On a recent Saturday, Neck Face came in to Manhattan from Brooklyn, where he is currently staying on a friend’s couch (hence the mushrooming presence of goblins in that borough), to walk around the East Twenties, the neighborhood where he got his start. On Lexington below Twenty-sixth Street, he pointed to a door where he had drawn a bubble head with baggy eyes and a discombobulated mouth. “I like messed-up teeth,” he said. “Every other person draws stuff with good teeth. I’ve got fillings in every single tooth.” He opened his mouth and revealed a metal armature. “I eat a lot of candy.”

 

At the corner of Twenty-third and Lex, he saw a scrawl on the side of a deli that said, “Fuck Neck Face.” “Someone told me about that,” he said. “That sucks.” He walked past a newsstand where he had designed an elaborate frieze: a bristly arm, a snake eating a heart, a mouth with “Neck Face” spelled out on each tooth, and the words “God Owes Me Money.” (“He owes me five dollars,” Neck Face said.) On Second Avenue, he saw a cobbler’s sign with a rendering of a sharp stiletto, under which he’d drawn the pinned figure of a man. He chuckled (“Heh-heh”) and said, “A guy getting stabbed with a high heel.”

 

Neck Face is trying not to do too much graffiti these days—he has exhibitions coming up in San Francisco and London, and doesn’t want to jeopardize them by getting caught—but at Seventh Street he saw something irresistible: a clear plastic panel swinging from the side of a phone booth. He glanced around quickly and signed his name. A few paces along, he stopped at a red door. Heh-heh. With his back to the door to look more casual, he drew an open mouth with short lines for teeth, a wishbone-like nose, and beady eyes, and wrote “Neck Face is ugly” underneath. At Third Street, there was a deli with a mechanical horse outside. “It’d be cool to write on that horse,” he said, almost wistfully, and signed his name in black on its white flank. Heh-heh.

 

There is an immediacy to Neck Face’s work and, though he is in art school, not much room for introspection. He doesn’t know what Neck Face means. “I thought of it junior year of high school,” he said. (Neck Face grew up an hour from San Francisco.
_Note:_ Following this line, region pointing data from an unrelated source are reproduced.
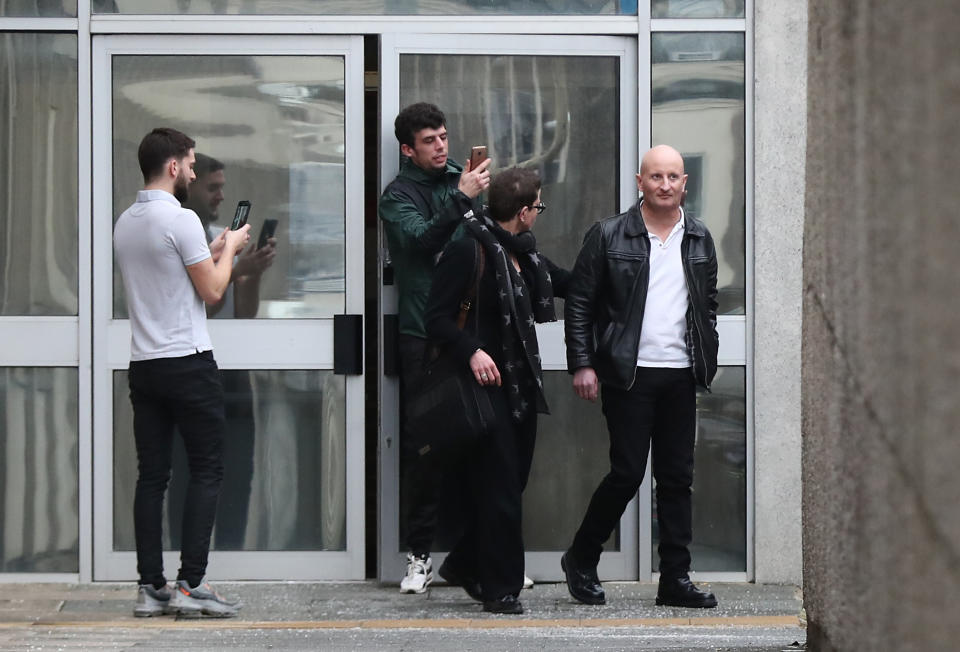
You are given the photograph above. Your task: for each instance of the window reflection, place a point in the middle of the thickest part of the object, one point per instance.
(284, 485)
(719, 479)
(46, 8)
(697, 9)
(367, 7)
(698, 107)
(550, 113)
(39, 504)
(275, 126)
(38, 177)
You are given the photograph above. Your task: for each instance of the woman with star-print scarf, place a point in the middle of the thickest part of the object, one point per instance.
(499, 344)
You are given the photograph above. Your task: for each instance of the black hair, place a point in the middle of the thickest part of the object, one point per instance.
(416, 117)
(158, 147)
(205, 165)
(511, 190)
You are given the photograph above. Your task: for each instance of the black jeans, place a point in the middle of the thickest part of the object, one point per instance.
(491, 547)
(421, 481)
(238, 451)
(658, 410)
(184, 393)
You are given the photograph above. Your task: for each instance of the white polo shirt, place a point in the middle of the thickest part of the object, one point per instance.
(663, 334)
(155, 240)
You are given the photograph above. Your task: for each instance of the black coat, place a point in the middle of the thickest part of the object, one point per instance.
(608, 292)
(450, 286)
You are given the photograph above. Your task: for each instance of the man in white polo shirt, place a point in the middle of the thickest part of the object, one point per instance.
(640, 321)
(169, 271)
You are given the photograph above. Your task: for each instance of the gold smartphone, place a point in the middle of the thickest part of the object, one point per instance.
(478, 155)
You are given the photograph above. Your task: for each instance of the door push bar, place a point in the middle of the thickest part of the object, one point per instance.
(348, 345)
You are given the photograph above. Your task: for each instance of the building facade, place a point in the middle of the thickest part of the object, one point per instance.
(297, 99)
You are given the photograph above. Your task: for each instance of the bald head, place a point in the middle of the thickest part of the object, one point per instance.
(662, 181)
(661, 154)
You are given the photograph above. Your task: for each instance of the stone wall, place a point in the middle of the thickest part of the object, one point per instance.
(881, 351)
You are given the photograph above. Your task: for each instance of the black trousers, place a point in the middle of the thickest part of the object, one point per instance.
(491, 547)
(421, 481)
(239, 442)
(186, 394)
(659, 410)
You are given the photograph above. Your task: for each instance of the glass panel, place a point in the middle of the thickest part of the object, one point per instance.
(719, 478)
(698, 107)
(546, 112)
(39, 472)
(56, 8)
(284, 485)
(38, 174)
(571, 457)
(276, 124)
(697, 9)
(367, 7)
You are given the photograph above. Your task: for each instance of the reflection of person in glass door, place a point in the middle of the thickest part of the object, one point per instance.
(241, 300)
(421, 208)
(169, 272)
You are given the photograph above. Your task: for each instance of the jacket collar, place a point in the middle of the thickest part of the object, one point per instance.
(415, 173)
(635, 226)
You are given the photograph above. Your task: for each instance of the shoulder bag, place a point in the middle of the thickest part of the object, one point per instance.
(449, 411)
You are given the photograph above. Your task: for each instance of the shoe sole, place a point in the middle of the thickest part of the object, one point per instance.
(685, 605)
(426, 585)
(591, 601)
(205, 613)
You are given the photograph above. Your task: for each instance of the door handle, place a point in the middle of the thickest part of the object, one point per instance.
(348, 345)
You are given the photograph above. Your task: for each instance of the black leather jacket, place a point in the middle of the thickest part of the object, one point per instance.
(608, 292)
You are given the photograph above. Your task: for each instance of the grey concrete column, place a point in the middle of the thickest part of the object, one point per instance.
(780, 106)
(881, 351)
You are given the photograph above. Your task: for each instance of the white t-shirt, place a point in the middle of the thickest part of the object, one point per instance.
(155, 240)
(663, 341)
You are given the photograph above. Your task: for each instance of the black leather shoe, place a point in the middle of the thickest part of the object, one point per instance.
(583, 584)
(681, 592)
(454, 578)
(508, 604)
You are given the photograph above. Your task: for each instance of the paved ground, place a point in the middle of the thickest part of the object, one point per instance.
(363, 615)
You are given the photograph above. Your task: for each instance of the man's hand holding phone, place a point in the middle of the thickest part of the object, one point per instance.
(476, 177)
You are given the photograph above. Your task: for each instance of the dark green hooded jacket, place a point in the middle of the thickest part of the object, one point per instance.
(421, 211)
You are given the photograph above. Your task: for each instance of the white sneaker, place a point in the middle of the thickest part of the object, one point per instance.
(195, 601)
(152, 602)
(419, 574)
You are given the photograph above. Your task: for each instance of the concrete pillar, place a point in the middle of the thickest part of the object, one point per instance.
(780, 106)
(881, 348)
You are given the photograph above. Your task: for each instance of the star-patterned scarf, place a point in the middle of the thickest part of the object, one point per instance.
(520, 309)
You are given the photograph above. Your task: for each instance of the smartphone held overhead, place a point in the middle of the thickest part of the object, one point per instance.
(240, 217)
(478, 155)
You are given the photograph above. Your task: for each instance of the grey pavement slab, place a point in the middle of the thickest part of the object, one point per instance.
(362, 601)
(364, 615)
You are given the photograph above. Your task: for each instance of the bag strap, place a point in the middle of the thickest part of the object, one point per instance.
(479, 262)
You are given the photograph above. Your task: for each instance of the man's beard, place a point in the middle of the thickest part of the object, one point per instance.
(181, 188)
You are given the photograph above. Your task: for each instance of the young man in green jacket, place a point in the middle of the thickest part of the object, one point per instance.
(421, 209)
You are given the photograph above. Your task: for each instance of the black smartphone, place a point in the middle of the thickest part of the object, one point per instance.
(266, 232)
(240, 217)
(478, 155)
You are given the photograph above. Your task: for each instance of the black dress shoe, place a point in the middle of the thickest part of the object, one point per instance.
(507, 604)
(681, 592)
(583, 584)
(454, 577)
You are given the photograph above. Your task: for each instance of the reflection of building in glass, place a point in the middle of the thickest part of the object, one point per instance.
(698, 107)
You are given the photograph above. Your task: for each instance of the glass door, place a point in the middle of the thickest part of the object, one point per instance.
(567, 107)
(278, 122)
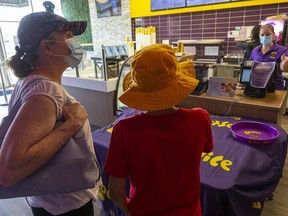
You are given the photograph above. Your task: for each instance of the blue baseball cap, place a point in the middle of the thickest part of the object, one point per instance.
(39, 25)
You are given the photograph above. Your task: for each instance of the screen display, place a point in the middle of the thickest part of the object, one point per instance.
(245, 75)
(204, 2)
(279, 29)
(170, 4)
(167, 4)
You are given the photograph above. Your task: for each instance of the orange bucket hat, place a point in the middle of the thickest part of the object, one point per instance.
(156, 80)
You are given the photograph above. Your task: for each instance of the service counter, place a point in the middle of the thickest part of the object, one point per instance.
(96, 95)
(269, 108)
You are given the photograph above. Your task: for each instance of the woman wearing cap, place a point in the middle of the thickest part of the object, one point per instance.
(46, 48)
(160, 149)
(270, 51)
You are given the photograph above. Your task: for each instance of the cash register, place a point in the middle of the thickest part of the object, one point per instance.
(246, 79)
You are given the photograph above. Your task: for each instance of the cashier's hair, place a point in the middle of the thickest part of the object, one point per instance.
(268, 26)
(255, 33)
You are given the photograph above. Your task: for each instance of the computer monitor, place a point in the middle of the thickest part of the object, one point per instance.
(280, 28)
(245, 74)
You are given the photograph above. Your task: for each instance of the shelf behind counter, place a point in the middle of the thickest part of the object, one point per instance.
(270, 108)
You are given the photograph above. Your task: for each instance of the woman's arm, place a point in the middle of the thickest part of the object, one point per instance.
(32, 140)
(117, 193)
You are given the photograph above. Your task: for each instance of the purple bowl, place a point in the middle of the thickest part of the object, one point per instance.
(254, 132)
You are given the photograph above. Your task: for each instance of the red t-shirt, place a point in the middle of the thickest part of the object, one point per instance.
(161, 156)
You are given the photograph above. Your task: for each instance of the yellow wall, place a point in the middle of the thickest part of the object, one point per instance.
(141, 8)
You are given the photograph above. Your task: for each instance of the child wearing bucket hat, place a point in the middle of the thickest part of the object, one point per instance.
(160, 149)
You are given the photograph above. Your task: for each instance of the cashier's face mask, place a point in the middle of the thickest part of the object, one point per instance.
(76, 54)
(266, 40)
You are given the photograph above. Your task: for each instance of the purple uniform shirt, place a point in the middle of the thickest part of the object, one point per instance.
(274, 54)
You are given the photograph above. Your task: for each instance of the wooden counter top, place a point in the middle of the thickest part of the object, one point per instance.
(269, 108)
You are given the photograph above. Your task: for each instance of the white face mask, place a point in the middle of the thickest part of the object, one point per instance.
(76, 54)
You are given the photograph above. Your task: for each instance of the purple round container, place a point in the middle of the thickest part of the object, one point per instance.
(254, 132)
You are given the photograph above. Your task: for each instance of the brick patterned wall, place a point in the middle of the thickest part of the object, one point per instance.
(110, 30)
(208, 24)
His father has a tire shop, and one of Neck Face’s favorite mediums is Mean Streaks, white grease pencils that are used for marking tires.) Many of Neck Face’s relatives live in Mexicali, Mexico, and Goldberg, the gallerist, sees the influence of Mexican folk art. Neck Face shrugged, and said, “My brothers”—there are three of them—“all draw scary stuff. Not like perfectly rendered people—monsters and stuff. I grew up with cartoons.” He allowed that he admires Edward Gorey and, especially, Charles Addams. “He’s my favorite,” Neck Face said. “It’s, like, the stuff that people are afraid to laugh at.”